Estuary pre-amble at top — the standard “adviser + past client work” disclosure SDG uses roughly 60% of issues. Explicit and early. Bias angle: Estuary sells managed ingestion/CDC, so any SDG piece that lands on “CDC is the pattern you want” should be read against that backdrop. This particular issue is a link roundup, not an argument piece, so Estuary bias is low-impact here.

Issue contents

Rogojan gathers his prior pipeline articles into five buckets and adds a short framing paragraph per bucket:

His closing point: even in the AI era the job is still “get data into a central location, standardize, integrate, make queryable” — and AI era data modeling looks a lot like self-service era data modeling (“just-in-time data modeling” per Joe Reis).

Mapping against Ray Data Co

Three useful things for us:

  1. Taxonomy validation.

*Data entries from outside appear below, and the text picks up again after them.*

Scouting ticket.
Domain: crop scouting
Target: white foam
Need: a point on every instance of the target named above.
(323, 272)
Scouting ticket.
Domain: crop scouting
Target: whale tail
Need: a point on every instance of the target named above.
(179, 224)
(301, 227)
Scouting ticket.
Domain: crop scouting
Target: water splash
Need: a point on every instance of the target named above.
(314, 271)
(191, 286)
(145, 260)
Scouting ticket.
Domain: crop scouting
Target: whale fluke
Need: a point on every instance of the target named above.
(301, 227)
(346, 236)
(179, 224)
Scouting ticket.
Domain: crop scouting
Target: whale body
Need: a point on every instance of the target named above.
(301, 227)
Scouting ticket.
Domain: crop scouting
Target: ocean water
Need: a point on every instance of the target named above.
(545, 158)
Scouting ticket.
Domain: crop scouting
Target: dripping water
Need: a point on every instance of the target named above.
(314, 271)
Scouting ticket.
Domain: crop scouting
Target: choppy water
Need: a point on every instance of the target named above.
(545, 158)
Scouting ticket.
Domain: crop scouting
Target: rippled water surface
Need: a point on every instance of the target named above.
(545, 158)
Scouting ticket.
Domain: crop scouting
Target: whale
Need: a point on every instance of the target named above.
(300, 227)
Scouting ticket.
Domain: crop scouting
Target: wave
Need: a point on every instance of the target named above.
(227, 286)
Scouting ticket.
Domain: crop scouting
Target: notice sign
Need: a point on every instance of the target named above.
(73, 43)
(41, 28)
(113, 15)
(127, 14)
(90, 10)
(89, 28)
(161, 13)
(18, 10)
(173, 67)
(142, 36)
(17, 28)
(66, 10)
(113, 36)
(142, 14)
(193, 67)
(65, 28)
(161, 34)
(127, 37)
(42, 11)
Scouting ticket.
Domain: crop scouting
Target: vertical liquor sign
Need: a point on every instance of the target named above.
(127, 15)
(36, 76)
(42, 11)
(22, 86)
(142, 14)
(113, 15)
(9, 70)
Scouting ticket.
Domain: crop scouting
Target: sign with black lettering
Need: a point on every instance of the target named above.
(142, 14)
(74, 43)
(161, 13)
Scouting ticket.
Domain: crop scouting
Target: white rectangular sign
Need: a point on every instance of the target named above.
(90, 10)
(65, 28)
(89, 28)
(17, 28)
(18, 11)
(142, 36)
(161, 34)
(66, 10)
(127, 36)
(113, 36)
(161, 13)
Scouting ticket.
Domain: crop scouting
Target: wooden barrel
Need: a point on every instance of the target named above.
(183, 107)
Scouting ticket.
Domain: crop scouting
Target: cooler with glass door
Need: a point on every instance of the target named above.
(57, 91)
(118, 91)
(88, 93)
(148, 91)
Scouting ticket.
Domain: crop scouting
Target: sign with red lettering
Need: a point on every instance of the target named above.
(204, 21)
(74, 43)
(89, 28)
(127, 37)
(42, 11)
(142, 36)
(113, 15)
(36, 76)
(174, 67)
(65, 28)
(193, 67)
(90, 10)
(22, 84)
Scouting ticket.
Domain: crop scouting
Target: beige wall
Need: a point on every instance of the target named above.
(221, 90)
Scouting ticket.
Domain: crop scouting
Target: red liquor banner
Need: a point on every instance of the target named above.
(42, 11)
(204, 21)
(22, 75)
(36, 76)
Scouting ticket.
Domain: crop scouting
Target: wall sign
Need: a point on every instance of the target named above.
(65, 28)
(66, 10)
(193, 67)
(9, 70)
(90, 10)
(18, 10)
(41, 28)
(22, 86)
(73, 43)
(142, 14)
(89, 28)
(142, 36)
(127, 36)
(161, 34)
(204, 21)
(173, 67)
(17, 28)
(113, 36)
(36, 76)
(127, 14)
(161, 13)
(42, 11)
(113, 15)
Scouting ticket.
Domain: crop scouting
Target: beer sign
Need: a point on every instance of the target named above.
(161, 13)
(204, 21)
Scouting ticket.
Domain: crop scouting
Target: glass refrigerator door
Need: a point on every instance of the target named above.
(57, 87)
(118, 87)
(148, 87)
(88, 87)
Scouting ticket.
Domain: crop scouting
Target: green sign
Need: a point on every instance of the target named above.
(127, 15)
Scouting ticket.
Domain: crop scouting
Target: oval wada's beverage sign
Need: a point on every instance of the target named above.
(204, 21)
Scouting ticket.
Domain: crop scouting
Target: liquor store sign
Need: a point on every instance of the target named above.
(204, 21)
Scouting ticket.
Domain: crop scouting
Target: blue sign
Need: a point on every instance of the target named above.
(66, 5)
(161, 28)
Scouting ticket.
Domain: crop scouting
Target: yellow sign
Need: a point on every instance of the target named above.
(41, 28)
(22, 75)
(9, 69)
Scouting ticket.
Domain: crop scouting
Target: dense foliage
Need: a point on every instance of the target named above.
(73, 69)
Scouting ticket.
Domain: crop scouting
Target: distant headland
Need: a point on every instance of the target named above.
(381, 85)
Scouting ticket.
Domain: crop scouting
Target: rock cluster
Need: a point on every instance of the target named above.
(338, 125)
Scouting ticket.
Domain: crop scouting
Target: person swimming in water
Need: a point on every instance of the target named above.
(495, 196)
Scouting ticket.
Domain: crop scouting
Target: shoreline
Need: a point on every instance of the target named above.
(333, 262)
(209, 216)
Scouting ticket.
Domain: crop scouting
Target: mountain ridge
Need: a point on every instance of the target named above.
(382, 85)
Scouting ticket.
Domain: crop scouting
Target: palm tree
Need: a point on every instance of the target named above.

Rogojan’s five buckets (sources / processing / building / operating / beyond-basics) are a reasonable skeleton for any data-pipeline discipline article we write. If the data-quality-framework project needs a pipeline-lifecycle scaffold, this is a known-good outline to borrow.
  2. “Every pipeline is a liability” — his one-liner under Operating Pipelines. Worth promoting to a durable RDCO principle: pipeline count is a cost, not an asset, and AI that lets us write more pipelines faster increases future migration/backfill/quality load proportionally. Directly relevant to the agent-deployer thesis: AI agents that generate pipelines on demand are creating future operational debt unless we also automate the operate-in-production half.
  3. “Just-in-time data modeling” = AI-era self-service. Rogojan (crediting Reis) flags that teams are building new tables per use case instead of modeling coherently. This reinforces the positioning gap we’ve already been tracking — Model Acceptance Criteria exists precisely because the AI era makes proliferation cheap and coherence expensive.

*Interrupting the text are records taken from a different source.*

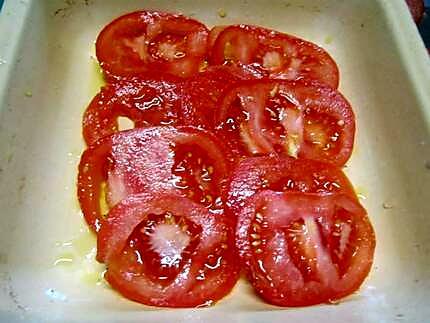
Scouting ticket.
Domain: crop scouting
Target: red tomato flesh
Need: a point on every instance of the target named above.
(273, 54)
(188, 161)
(284, 175)
(152, 41)
(306, 120)
(166, 250)
(302, 249)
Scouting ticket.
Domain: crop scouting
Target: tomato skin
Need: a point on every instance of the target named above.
(144, 160)
(133, 44)
(270, 265)
(273, 54)
(186, 290)
(313, 102)
(147, 100)
(286, 174)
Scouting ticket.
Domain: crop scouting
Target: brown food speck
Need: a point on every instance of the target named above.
(222, 13)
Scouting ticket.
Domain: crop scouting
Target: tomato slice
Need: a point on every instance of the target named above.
(302, 249)
(186, 160)
(284, 174)
(166, 250)
(301, 119)
(147, 101)
(152, 41)
(202, 92)
(273, 54)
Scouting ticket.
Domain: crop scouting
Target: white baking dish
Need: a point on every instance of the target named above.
(47, 77)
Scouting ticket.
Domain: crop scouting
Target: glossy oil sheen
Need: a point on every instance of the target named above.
(47, 79)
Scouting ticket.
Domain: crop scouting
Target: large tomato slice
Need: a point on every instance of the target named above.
(166, 250)
(301, 119)
(272, 54)
(202, 92)
(284, 175)
(186, 160)
(302, 249)
(154, 41)
(147, 101)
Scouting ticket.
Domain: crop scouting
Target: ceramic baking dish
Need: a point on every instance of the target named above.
(48, 75)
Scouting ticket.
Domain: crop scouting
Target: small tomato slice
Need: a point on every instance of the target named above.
(147, 101)
(273, 54)
(186, 160)
(301, 119)
(165, 250)
(302, 249)
(284, 174)
(144, 41)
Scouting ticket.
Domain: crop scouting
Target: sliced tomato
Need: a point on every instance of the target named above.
(202, 92)
(166, 250)
(273, 54)
(302, 249)
(148, 100)
(284, 174)
(186, 160)
(152, 41)
(301, 119)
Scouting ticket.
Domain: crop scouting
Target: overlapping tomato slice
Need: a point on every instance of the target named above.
(186, 160)
(272, 54)
(302, 248)
(148, 100)
(175, 225)
(306, 120)
(152, 41)
(166, 250)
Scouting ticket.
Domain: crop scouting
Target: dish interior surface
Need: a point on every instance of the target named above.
(47, 266)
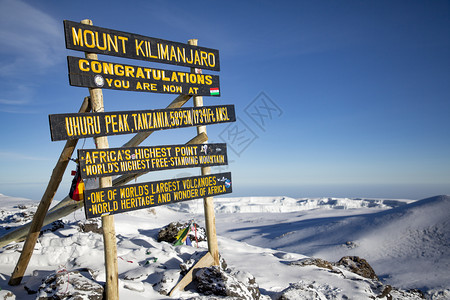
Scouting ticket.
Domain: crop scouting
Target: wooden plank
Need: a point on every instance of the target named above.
(108, 75)
(75, 126)
(208, 201)
(206, 261)
(68, 206)
(109, 233)
(105, 41)
(116, 161)
(114, 200)
(46, 200)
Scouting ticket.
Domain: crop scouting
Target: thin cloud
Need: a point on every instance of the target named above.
(28, 37)
(13, 102)
(19, 156)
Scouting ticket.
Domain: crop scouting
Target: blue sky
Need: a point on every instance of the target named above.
(333, 98)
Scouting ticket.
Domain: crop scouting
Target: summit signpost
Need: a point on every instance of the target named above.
(115, 161)
(76, 126)
(133, 161)
(105, 41)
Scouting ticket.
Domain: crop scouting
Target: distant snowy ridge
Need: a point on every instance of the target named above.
(282, 204)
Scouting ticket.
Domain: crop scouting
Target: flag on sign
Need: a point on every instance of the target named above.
(214, 91)
(77, 187)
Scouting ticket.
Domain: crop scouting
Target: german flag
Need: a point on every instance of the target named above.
(77, 187)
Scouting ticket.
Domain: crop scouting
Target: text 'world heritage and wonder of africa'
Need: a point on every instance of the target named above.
(114, 200)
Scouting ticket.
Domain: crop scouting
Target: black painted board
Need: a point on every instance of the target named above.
(132, 160)
(85, 72)
(76, 126)
(105, 41)
(115, 200)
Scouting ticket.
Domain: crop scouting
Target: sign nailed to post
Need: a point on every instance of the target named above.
(101, 74)
(76, 126)
(121, 199)
(115, 161)
(100, 40)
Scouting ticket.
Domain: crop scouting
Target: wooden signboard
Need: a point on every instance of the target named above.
(115, 161)
(76, 126)
(114, 200)
(100, 40)
(85, 72)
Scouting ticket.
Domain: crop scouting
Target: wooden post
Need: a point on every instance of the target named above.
(210, 218)
(67, 205)
(109, 233)
(39, 216)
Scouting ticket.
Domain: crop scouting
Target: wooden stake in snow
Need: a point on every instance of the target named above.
(210, 218)
(39, 216)
(109, 233)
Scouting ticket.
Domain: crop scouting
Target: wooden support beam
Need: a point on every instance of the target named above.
(109, 232)
(210, 218)
(46, 200)
(59, 211)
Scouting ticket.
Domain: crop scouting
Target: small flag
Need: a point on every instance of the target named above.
(214, 91)
(181, 236)
(77, 187)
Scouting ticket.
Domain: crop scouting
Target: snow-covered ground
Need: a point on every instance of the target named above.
(406, 242)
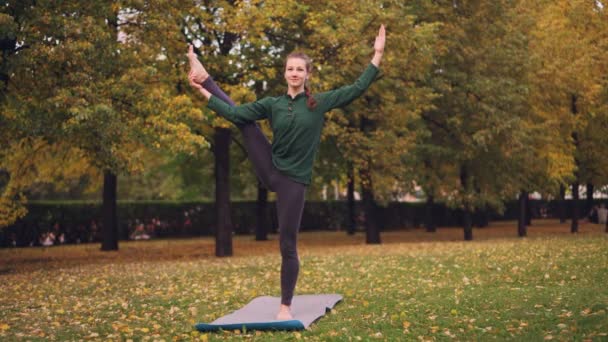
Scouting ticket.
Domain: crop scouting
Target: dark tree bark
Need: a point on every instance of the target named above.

No contradictions with existing vault positions. The article is mostly confirmatory.

Curation section — notes

Only two items in the “Articles Worth Reading” block this issue:

  1. “Under the Hood: Scaling Responsible AI at Uber” — third-party (Uber engineering blog). Covers Model Catalog, feature-importance explainability, early compliance checks. Adjacent to data-quality-framework but heavy enterprise-governance framing. Did not deep-fetch — topic is adjacent rather than core, and Uber’s Responsible AI program is not something we have a specific RDCO-angle question about right now. Flag for possible future fetch if we start writing about model governance tooling.
  2. “5 Key Predictions for the Data Industry in 2026” — no author or source byline shown in the email; domain resolution behind a Substack redirect. Predictions pieces are low-rigor by genre. Did not deep-fetch. Likely a cross-promo slot (another Substack author).

No self-cross-promo detected in curation this issue. The “internal” self-promotion is entirely in the main body (the whole article IS a self-promotion index of his own pipeline essays), which is disclosed transparently as “here’s my series.”

All framing above is paraphrase. No direct quotes longer than a few words. Original piece at the source_url.